The NBA season has started and I'm ready to make some money now that the Supreme Court has legalized sports betting! So I searched around for sports betting models and came across a post on rugby prediction. Here it is replicated with NBA basketball data. The model is very simple and surely won't win me any money but it's a fun introduction to PyMC3, hierarchical (multilevel) models and MCMC.
Scores are based on the team's offensive (attack) and defensive strengths, as well as a home court advantage for the home team. Scores are assumed Poisson distributed. Data is for the 2017-18 regular season I found on Kaggle.
Without further ado, here are the Wednesday October 31 predictions. Like how Madden NFL runs a single simulation for their Super Bowl prediction, this is base on a single game simulation.

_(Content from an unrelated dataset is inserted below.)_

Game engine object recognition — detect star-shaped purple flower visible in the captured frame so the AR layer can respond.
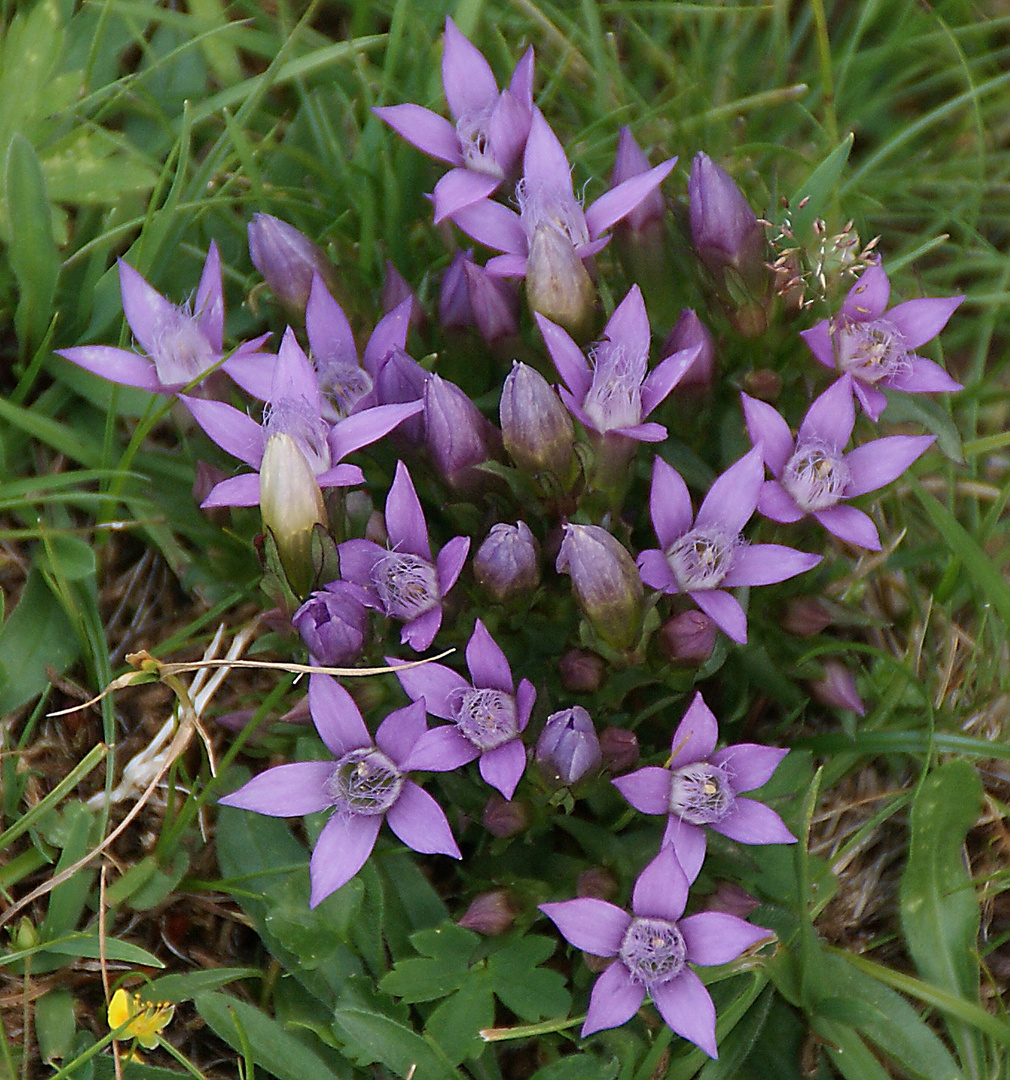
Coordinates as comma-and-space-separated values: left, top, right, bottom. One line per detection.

DET vs BKN BKN -12.5 100-113
IND vs NY IND -20.5 106-86
DEN vs CHI CHI -4.5 112-117
UTA vs MIN UTA -8.5 101-93
NO vs GS GS -13.5 104-118
DAL vs LAL LAL -1.5 107-109
SA vs PHO SA -20.5 111-91
import numpy as np
import pandas as pd
import pymc3 as pm, theano.tensor as tt
import matplotlib.pyplot as plt
import seaborn as sns
from theano import shared
%matplotlib inline
df = pd.read_csv('nba_games_2017-18.csv')
teams = df.home_team.unique()
teams = pd.DataFrame(teams, columns=['team'])
teams['i'] = teams.index
df = pd.merge(df, teams, left_on='home_team', right_on='team', how='left')
df = df.rename(columns={'i': 'i_home'}).drop('team', 1)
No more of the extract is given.